An extensive study conducted by University of Illinois law professor Robert Lawless indicates that the financial fallout from Hurricane Katrina may take up to three years to reveal itself. Lawless studied bankruptcy filing trends in all eighteen areas impacted by major hurricanes and tropical storms between 1980 and 2004.

The increase in bankruptcy filings in affected areas was substantially higher than that in unaffected areas for a period of at least 36 months after the disaster.

Lawless's findings shouldn't be surprising.

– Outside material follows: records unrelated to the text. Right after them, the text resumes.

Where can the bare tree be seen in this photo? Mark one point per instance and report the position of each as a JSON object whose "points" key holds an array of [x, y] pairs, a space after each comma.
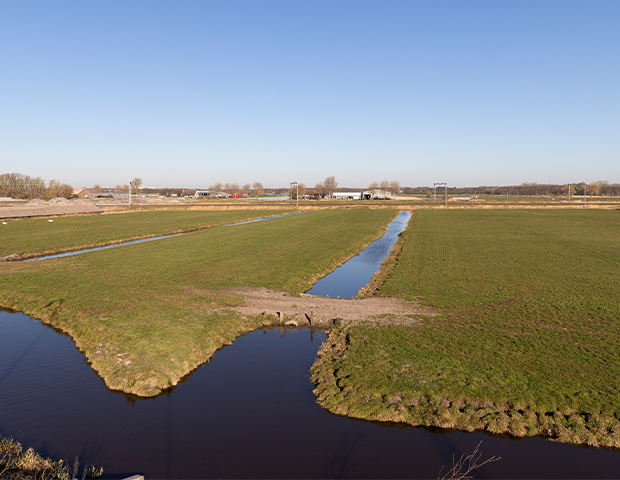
{"points": [[373, 188], [58, 190], [232, 188], [136, 183], [258, 189], [18, 185], [330, 185], [462, 467], [247, 189], [319, 188], [300, 187]]}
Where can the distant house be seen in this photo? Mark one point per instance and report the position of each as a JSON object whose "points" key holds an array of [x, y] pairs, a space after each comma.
{"points": [[376, 195], [82, 193], [347, 195]]}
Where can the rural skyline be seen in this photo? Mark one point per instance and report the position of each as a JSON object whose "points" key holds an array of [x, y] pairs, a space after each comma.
{"points": [[187, 94]]}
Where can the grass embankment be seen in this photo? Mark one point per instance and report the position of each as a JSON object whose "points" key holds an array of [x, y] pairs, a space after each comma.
{"points": [[528, 342], [31, 237], [145, 315], [17, 464]]}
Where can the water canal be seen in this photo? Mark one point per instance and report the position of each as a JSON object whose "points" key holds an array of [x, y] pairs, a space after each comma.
{"points": [[159, 237], [346, 280], [249, 412]]}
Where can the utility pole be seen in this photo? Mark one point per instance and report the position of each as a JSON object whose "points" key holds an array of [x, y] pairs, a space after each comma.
{"points": [[297, 194], [445, 186]]}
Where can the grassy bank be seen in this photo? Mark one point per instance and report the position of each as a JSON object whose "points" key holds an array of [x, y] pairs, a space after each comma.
{"points": [[38, 236], [17, 464], [145, 315], [528, 342]]}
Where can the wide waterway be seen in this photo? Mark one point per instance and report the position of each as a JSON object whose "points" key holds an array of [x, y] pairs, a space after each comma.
{"points": [[249, 412]]}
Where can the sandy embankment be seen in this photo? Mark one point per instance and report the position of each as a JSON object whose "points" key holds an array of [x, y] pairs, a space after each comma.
{"points": [[56, 206], [308, 310]]}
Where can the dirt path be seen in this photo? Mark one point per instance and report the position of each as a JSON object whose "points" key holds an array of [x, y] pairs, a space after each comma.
{"points": [[310, 310], [41, 208]]}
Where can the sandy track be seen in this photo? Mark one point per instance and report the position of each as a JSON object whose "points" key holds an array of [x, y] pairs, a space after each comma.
{"points": [[310, 310]]}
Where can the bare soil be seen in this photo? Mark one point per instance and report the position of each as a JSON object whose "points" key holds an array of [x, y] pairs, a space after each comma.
{"points": [[56, 206], [322, 311]]}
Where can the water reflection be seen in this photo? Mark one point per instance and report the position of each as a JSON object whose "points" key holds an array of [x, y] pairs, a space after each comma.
{"points": [[346, 280], [249, 412]]}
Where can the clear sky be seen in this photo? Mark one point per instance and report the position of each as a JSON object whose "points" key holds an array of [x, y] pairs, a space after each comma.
{"points": [[188, 93]]}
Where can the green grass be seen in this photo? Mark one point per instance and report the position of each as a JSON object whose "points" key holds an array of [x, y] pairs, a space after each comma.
{"points": [[35, 236], [147, 314], [528, 341], [17, 464]]}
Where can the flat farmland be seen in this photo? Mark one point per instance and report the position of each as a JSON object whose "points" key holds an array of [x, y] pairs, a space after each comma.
{"points": [[145, 315], [38, 236], [528, 340]]}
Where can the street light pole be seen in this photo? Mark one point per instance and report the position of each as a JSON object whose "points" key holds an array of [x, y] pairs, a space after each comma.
{"points": [[445, 186], [297, 194]]}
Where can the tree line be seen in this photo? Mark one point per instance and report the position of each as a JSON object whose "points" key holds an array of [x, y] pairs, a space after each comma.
{"points": [[25, 187], [599, 188]]}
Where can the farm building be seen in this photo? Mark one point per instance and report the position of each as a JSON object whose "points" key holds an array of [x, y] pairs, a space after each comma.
{"points": [[347, 195], [82, 193]]}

Victims of natural disasters like Hurricane Katrina often lose all of their worldly possessions and their jobs simultaneously, meaning that they have substantial new expenses and dramatically decreased income-or none at all.

Since many hurricane victims are essentially starting from scratch in the wake of the disaster, they'll have to find new lodging, replace consumer goods, and pay all of the normal bills associated with day-to-day living.

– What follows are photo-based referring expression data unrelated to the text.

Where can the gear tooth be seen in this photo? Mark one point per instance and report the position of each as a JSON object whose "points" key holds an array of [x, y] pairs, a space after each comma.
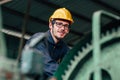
{"points": [[63, 77], [119, 30], [68, 66], [71, 61], [103, 35], [83, 49], [79, 53], [108, 33], [76, 57], [113, 30]]}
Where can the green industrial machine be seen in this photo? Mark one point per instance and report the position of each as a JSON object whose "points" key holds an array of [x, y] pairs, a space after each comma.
{"points": [[8, 67], [96, 56]]}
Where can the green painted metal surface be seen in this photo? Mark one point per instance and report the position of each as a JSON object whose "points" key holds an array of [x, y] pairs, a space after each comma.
{"points": [[3, 49], [94, 58], [8, 68]]}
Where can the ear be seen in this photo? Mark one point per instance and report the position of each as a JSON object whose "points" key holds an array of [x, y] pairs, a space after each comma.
{"points": [[50, 25]]}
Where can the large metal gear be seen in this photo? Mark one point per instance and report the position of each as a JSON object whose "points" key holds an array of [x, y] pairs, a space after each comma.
{"points": [[78, 64]]}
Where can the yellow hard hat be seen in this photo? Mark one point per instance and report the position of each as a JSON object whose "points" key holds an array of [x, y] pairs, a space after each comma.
{"points": [[62, 13]]}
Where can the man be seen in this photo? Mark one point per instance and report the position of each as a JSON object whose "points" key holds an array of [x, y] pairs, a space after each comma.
{"points": [[52, 47]]}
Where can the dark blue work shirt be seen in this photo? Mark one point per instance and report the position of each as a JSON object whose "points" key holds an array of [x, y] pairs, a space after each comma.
{"points": [[52, 53]]}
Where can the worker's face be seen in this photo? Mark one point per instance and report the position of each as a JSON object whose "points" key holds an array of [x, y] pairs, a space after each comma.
{"points": [[59, 29]]}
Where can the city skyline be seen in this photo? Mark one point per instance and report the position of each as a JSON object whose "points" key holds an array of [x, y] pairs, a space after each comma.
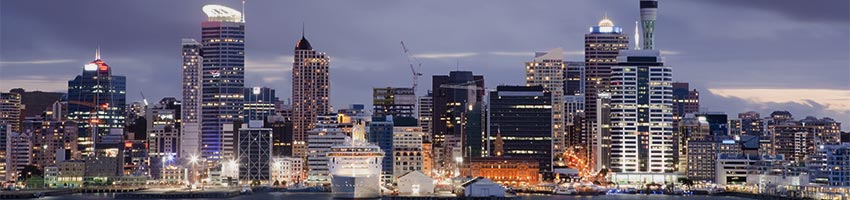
{"points": [[772, 46]]}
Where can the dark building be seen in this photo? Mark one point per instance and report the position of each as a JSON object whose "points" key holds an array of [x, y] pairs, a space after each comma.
{"points": [[93, 92], [685, 101], [452, 97], [522, 117], [396, 102], [281, 135]]}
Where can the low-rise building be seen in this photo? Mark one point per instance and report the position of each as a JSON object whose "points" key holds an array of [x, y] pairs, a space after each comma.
{"points": [[482, 187], [506, 170], [415, 183], [287, 171]]}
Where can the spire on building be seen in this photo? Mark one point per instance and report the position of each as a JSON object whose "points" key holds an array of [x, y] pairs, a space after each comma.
{"points": [[637, 36], [97, 53], [303, 44]]}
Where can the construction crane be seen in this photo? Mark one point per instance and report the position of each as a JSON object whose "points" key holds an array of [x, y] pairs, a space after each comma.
{"points": [[410, 60]]}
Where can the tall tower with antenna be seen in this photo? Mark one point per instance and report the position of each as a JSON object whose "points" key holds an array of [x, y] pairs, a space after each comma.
{"points": [[648, 12]]}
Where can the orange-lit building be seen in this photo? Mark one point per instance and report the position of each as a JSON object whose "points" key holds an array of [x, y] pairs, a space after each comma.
{"points": [[505, 170]]}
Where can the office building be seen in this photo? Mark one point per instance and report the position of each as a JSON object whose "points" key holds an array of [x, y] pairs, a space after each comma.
{"points": [[163, 138], [19, 154], [685, 101], [751, 123], [10, 110], [426, 114], [453, 95], [281, 135], [547, 70], [52, 141], [255, 153], [602, 44], [310, 91], [521, 117], [396, 102], [190, 123], [222, 77], [259, 103], [648, 13], [407, 150], [641, 113], [286, 171], [97, 103]]}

At the same time, however, they'll still be bound by debts from their previous lives: debts that were incurred under very different circumstances.

It is also not surprising that the greatest increase in bankruptcy filings comes 12-36 months after the disaster, rather than in the immediate aftermath. It's only when hurricane victims begin rebuilding that many are able to accurately assess their new financial circumstances.

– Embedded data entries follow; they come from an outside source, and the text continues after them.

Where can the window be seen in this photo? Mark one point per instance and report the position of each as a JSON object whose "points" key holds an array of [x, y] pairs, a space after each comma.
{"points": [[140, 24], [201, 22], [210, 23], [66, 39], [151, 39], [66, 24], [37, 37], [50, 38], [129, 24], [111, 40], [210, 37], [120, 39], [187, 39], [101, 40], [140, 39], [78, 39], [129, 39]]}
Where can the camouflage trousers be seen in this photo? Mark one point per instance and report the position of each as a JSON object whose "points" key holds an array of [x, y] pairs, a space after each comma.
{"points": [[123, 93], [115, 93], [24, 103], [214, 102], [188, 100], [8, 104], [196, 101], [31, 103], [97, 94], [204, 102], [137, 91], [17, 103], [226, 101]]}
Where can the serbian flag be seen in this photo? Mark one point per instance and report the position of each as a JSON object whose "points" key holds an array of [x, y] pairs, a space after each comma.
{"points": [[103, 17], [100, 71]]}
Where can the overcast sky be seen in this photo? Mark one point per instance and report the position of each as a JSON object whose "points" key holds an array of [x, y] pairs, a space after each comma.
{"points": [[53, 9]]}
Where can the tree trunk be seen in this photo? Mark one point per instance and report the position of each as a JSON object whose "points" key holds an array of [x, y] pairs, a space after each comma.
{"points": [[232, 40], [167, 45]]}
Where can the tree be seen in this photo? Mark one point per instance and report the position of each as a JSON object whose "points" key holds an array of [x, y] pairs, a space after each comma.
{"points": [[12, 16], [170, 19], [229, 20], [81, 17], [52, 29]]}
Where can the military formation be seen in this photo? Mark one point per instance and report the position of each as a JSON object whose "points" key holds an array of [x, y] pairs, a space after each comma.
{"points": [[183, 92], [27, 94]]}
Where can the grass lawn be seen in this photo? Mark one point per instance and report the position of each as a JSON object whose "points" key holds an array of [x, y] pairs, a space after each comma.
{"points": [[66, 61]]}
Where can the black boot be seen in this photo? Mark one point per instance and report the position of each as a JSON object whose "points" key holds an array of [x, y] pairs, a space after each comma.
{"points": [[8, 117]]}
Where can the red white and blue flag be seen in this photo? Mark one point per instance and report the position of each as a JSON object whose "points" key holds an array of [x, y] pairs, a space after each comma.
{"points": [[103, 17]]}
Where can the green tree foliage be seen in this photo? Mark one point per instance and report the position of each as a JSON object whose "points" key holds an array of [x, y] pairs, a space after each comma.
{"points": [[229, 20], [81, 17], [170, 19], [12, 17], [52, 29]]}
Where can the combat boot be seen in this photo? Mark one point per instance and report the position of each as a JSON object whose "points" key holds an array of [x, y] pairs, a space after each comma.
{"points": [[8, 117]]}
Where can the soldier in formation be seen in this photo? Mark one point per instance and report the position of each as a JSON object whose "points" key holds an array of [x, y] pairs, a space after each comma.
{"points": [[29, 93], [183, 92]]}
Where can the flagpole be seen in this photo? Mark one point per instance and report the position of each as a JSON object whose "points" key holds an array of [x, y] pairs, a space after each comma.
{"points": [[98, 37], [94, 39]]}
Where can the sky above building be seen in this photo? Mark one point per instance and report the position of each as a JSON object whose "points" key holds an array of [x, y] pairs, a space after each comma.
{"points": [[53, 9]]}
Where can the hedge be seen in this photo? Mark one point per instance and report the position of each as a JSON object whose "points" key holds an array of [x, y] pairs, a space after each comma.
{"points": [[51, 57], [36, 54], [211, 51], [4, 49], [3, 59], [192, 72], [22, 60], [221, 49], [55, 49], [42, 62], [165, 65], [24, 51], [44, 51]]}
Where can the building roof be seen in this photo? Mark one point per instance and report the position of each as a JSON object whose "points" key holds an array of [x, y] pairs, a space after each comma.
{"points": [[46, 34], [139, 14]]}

That being the case, we have likely just begun to see the impact of Katrina on consumer finances. Consumer bankruptcy attorneys have offered free seminars and advice to New Orleans consumers affected by the hurricane.

Lawless suggests, however, that we may not see the concentration of bankruptcy filings in the affected areas that have followed previous storms. That's because the devastation in New Orleans and Mississippi was so dramatic that hurricane victifms have relocated across the country. Thus, Lawless expects to see an increase the anticipated increase in bankruptcy filings dispersed across the country, with less contrast between the local increase and the increase in unaffected areas.

Adding the increase attributable to hurricane victims to the already-mounting bankruptcy filings across the country, we can expect to see those numbers continue to climb in the near future.